Das Emil-Frick-Haus, Jugendgästehaus und Tagungsstätte der Jugendhilfe, wird 100. Das Fest fällt coronabedingt aus, aber eine Open-Air-Ausstellung am Mittwoch, 18. August, soll an die Geschichte der Einrichtung erinnern. Schon jetzt ist die Spurensuche für Hausleiterin Silvia Onbasi spannend und emotional.

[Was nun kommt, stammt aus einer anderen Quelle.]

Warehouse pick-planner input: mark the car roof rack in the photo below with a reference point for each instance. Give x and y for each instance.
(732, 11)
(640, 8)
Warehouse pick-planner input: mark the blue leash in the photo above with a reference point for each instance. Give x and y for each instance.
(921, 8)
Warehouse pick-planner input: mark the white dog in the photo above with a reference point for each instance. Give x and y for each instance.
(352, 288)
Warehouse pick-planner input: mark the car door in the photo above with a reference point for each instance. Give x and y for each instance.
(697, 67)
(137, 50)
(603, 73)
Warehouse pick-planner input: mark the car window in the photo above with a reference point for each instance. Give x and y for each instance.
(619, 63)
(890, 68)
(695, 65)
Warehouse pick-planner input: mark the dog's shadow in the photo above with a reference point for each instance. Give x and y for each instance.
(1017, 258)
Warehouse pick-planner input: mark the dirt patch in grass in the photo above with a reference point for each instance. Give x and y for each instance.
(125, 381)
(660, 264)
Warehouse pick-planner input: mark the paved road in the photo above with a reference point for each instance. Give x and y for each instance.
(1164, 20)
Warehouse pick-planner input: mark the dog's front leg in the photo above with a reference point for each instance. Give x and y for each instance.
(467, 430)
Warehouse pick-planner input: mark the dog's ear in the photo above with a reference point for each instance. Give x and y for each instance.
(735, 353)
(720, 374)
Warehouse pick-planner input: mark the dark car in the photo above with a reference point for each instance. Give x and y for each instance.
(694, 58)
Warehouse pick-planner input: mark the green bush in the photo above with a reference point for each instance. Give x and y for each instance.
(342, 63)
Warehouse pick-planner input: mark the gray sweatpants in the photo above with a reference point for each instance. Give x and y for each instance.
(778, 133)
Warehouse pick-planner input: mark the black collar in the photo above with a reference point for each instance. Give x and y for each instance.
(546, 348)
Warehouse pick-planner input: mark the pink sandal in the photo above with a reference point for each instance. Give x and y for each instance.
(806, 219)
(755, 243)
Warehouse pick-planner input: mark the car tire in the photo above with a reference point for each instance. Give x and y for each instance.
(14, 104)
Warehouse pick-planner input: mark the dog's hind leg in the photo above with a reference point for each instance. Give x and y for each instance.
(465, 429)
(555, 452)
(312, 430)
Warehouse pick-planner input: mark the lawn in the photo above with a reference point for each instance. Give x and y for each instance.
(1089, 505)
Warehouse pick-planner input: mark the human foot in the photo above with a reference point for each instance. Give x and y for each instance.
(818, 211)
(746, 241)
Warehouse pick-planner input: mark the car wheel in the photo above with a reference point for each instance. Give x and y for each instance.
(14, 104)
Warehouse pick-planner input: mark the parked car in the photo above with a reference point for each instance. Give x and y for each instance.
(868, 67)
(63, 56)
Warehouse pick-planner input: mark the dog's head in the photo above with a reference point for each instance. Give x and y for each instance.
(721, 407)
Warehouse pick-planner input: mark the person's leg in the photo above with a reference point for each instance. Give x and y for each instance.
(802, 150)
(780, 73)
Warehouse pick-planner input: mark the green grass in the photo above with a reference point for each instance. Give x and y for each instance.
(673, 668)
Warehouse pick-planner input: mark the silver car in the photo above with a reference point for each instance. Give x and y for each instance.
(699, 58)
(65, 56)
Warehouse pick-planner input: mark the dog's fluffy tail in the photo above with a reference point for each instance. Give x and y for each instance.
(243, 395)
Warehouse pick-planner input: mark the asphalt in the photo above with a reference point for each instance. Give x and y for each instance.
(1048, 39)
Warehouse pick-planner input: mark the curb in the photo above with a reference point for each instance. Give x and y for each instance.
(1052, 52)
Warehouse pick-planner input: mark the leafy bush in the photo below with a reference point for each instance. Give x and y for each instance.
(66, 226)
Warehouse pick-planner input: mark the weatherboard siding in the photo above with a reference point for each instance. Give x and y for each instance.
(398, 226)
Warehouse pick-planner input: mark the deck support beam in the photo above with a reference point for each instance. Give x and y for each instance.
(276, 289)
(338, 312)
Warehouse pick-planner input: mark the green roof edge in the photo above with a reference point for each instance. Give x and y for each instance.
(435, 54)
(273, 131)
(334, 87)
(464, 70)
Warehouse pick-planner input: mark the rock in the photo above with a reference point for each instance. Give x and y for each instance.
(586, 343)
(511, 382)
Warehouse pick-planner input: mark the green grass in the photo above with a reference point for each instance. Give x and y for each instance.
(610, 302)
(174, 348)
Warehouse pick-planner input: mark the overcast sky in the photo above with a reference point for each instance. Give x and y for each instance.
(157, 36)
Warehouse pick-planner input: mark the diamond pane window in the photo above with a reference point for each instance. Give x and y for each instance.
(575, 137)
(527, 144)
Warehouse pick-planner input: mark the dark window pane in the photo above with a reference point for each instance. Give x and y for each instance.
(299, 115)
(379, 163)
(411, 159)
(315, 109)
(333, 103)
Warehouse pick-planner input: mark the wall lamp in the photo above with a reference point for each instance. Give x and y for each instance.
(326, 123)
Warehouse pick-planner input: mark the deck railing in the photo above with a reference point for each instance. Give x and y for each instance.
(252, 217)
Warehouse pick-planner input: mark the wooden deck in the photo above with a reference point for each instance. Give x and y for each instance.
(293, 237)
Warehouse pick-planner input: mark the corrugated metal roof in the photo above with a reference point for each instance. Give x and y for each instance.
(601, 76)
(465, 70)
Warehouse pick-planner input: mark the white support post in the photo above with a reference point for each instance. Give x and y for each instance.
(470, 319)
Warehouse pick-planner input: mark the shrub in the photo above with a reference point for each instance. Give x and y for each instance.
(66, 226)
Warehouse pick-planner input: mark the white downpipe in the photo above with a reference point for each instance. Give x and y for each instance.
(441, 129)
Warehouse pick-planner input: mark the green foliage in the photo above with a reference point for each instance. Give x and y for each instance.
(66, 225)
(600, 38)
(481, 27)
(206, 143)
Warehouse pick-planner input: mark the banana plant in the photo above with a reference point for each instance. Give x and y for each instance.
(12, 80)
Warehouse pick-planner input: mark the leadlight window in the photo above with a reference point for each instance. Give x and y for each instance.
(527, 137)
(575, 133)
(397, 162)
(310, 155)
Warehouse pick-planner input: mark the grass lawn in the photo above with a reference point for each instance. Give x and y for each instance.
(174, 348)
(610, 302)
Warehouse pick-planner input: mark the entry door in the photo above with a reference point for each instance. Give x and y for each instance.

Der Aufruf an die Bürger, ihre Erinnerungen an das Emil-Frick-Haus (EFH) für die Ausstellung zur Verfügung zu stellen, war erfolgreich. „Wir haben schon rund ein Dutzend Rückmeldungen erhalten, Fotos, Zeitungsausschnitte, E-Mails und Briefe mit sehr persönlichen Erinnerungen, hauptsächlich von der älteren Generation. Ich freue mich sehr über die Zusendungen und wir sammeln ja noch weiter“, sagt Silvia Onbasi, die das Haus seit 2020 leitet.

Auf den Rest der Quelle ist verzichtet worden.